Fiction Reviews

Doctor Who: The Fires of Pompeii

(2022) James Moran, Target – BBC Books, £7.99 / Can$16.99 / US$10.99, pbk, 174pp, ISBN 978-1-785-94779-7


“My masters will follow the example of Rome... our mighty empire bestraddling the whole of civilization!"

It is 79AD, and the TARDIS lands in Pompeii on the eve of the town's destruction. Mount Vesuvius is ready to erupt and bury its surroundings in molten lava, just as history dictates. Or is it?

The Doctor and Donna find that Pompeii is home to impossible things: circuits made of stone, soothsayers who read minds and fiery giants made of burning rock. From a lair deep in the volcano, these creatures plot the end of humanity - and the Doctor soon finds he has no way to win...
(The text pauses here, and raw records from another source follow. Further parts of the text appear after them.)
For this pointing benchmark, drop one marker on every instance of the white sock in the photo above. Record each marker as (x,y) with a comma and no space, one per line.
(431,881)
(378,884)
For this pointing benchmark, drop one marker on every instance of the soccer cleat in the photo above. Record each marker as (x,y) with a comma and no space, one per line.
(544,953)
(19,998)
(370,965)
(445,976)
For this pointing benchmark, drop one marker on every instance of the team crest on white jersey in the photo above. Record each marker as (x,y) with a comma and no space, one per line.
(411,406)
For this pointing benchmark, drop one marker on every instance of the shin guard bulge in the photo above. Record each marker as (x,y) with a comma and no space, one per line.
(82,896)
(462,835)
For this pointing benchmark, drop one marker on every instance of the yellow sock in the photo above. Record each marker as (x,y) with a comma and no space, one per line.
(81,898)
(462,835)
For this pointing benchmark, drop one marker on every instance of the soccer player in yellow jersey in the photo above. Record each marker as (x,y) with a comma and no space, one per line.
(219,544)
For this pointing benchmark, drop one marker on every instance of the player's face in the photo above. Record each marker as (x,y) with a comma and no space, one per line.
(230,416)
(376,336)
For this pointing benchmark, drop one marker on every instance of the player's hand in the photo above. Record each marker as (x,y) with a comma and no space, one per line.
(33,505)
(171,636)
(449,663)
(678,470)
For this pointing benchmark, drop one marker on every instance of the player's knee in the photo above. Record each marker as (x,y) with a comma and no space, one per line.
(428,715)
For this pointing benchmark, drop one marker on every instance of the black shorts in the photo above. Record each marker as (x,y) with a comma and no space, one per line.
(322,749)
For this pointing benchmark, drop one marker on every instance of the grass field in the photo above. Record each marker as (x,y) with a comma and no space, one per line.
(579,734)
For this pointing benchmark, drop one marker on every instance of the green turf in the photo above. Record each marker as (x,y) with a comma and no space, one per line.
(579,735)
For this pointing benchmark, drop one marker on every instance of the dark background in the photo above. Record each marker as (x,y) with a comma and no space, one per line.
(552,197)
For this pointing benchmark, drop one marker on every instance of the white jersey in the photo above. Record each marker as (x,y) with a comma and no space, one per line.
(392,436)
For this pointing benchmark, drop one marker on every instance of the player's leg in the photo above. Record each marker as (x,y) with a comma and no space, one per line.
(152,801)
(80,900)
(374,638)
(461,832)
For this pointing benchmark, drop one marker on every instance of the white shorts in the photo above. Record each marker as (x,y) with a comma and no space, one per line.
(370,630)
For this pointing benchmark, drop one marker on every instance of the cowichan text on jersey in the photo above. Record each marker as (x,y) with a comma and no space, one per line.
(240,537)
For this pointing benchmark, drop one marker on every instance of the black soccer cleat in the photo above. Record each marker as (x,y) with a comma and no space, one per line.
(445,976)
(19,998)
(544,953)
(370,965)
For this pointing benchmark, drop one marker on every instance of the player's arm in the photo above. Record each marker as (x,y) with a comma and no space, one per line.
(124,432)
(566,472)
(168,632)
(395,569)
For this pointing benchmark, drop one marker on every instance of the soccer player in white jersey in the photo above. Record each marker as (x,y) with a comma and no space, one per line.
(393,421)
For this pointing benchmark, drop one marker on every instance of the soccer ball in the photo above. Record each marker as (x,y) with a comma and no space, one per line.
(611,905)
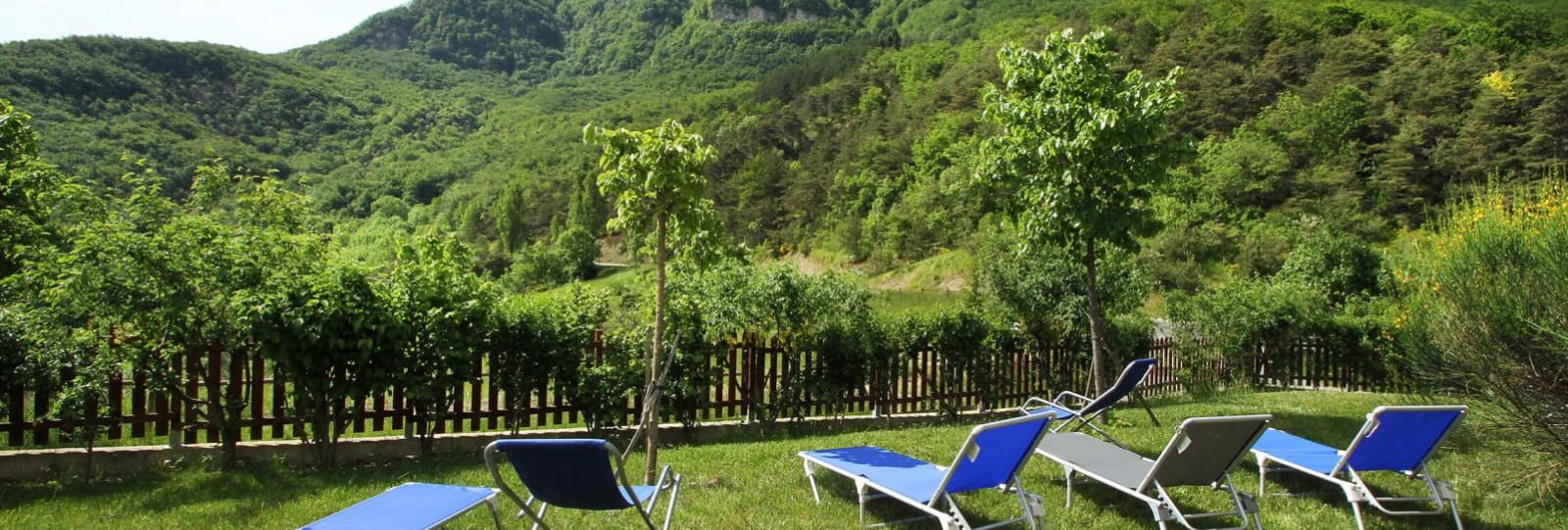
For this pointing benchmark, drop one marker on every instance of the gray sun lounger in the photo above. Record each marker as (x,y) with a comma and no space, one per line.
(1201,454)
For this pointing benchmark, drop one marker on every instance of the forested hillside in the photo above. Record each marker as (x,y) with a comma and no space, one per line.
(847,127)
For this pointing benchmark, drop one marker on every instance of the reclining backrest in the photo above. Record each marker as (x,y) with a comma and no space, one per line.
(566,472)
(1126,383)
(995,452)
(1400,438)
(1204,449)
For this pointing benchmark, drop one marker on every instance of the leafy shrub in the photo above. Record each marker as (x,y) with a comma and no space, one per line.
(446,313)
(333,336)
(1340,265)
(1494,294)
(1047,292)
(969,347)
(603,386)
(1219,331)
(540,337)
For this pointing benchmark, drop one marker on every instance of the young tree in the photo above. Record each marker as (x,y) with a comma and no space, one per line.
(444,310)
(658,180)
(333,336)
(1079,151)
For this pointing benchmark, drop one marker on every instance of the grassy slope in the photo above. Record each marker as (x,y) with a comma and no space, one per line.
(755,482)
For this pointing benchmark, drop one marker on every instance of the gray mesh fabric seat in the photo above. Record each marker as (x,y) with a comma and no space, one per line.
(1200,454)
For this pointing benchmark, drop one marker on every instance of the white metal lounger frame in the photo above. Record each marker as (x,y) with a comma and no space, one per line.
(949,517)
(1356,491)
(1160,504)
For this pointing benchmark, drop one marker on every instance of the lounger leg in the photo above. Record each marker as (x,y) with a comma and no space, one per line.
(1070,486)
(1446,494)
(1262,472)
(1029,502)
(859,493)
(494,513)
(1355,506)
(670,509)
(811,475)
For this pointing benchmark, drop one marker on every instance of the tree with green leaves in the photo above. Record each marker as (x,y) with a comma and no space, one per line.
(334,337)
(172,279)
(659,185)
(446,311)
(1081,149)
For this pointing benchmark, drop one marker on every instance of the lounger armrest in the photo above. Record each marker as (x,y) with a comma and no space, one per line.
(1035,404)
(1070,394)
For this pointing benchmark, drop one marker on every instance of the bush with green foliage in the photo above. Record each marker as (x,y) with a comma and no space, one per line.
(444,310)
(1494,297)
(535,339)
(336,339)
(1222,329)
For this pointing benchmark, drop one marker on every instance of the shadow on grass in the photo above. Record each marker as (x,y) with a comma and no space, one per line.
(255,483)
(899,514)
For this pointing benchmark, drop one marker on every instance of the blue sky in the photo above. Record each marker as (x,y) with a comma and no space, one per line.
(263,25)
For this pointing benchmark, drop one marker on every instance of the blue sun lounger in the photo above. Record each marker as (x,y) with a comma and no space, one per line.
(1089,410)
(993,457)
(1395,438)
(579,474)
(412,506)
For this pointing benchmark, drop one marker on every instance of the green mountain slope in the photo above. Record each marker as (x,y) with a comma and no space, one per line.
(847,125)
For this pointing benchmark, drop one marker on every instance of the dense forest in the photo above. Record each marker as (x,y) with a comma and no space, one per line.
(846,129)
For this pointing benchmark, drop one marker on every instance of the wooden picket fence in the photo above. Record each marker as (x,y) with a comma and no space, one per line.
(747,376)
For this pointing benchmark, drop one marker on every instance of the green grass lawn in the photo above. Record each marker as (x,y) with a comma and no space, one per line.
(755,480)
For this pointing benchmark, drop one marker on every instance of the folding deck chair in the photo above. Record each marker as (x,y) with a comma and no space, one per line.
(992,457)
(1395,438)
(412,506)
(580,474)
(1201,454)
(1089,410)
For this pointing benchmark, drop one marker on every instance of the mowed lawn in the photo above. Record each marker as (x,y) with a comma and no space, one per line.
(755,480)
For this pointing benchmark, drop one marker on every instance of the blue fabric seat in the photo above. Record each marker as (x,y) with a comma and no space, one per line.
(412,506)
(1393,439)
(579,474)
(992,457)
(1087,410)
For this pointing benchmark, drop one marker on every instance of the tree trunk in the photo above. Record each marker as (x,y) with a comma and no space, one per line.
(1097,321)
(651,402)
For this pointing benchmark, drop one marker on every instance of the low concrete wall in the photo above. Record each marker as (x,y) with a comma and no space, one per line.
(52,462)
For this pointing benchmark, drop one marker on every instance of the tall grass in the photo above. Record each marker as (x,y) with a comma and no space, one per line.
(1494,303)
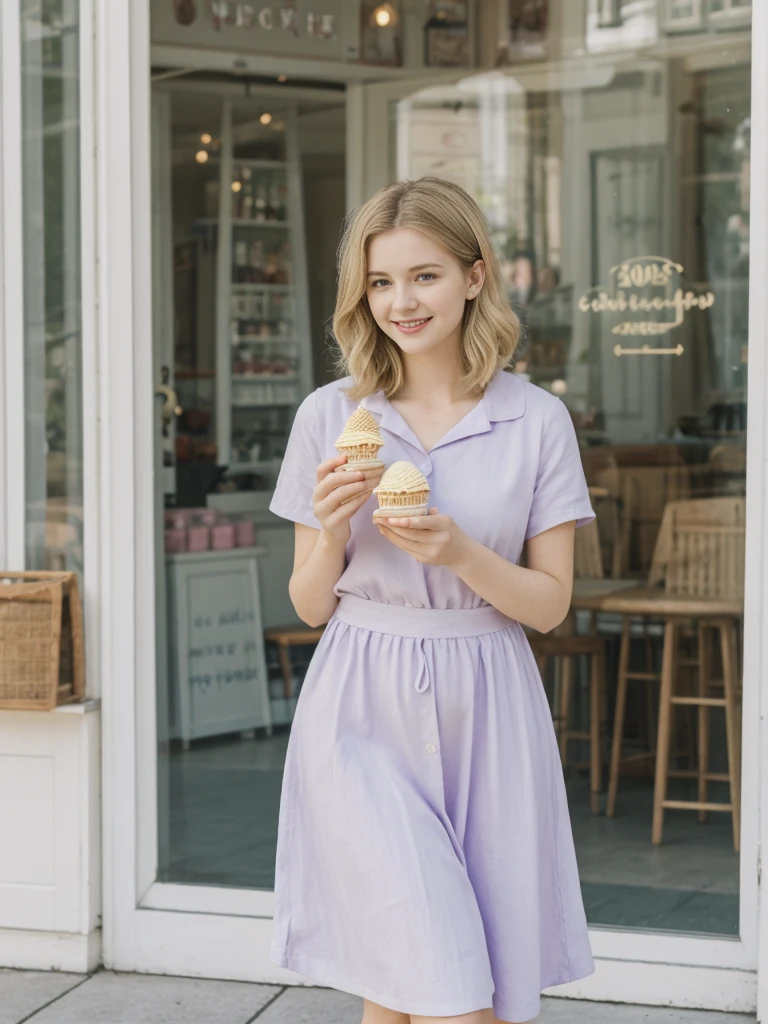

Back in the day – yes, I’m that old - it was Terrance Dicks who wrote the Target adaptations of the broadcasted Doctor Who stories, but times have changed. Dicks is sadly no longer with us, and BBC Books now bring out the Doctor Who books (currently through Del Rey), albeit with a Target logo in the upper-right hand corner to give it that nostalgic feel. Another, more important, difference is the original writer of the screenplay now adapts their screen story for book form. Who better, you may ask, than the person who created the entire scenario getting the chance to embellish their story, making necessary cuts and additions: after all a TV episode is different from a book.

Originally broadcast in 2008, Moran’s story is straight forward enough. The Doctor and Donna arrive in Pompeii in the nick of time to see the city in all of its glory as it’s about to be destroyed the very next day with the eruption of Mount Vesuvius. Donna, of course, wants to intervene, and save lives, but the Doctor doesn’t want to, as history is about to unfold Everyone knows the story of Pompeii and it cannot be altered, and yet these are strange end days as things are not quite right beneath the veneer of people going about their day-to-day business unaware that tragedy is about to strike.

In adapting his script, Moran is able to extend some of the scenes, and add in some witty, knowing dialogue given that one of the supporting characters – Caecilius - is played by Peter Capaldi who went on to play the Twelfth Doctor (and it shouldn’t be forgotten that Karen Gillan who played companion, Amy Pond, to Matt Smith’s Eleventh Doctor actually turned up in this episode as a soothsayer). Moran also winds up the tension, the drama, and the emotion, particularly where Donna is concerned, as her fiery humanity knocks heads with the Doctor’s aloofness in a battle between would-be rescuer and observer, but as the story develops, a greater threat is revealed and the Doctor has no choice but to intervene.

Told over seventeen chapters wedged between a prologue and an epilogue, this is a fast-paced read, and as an added bonus, each of the chapter titles are a familiar Latin phrase such as dies irae, status quo, tempus fuget, etc., etc. While the phrases are familiar, perhaps their actual meaning is not, so The Fires of Pompeii is educational as well as a good read. Finally, it wouldn’t be a Target book by having that Target-like cover, another winner by Anthony Dry. Recommended for Whovians everywhere.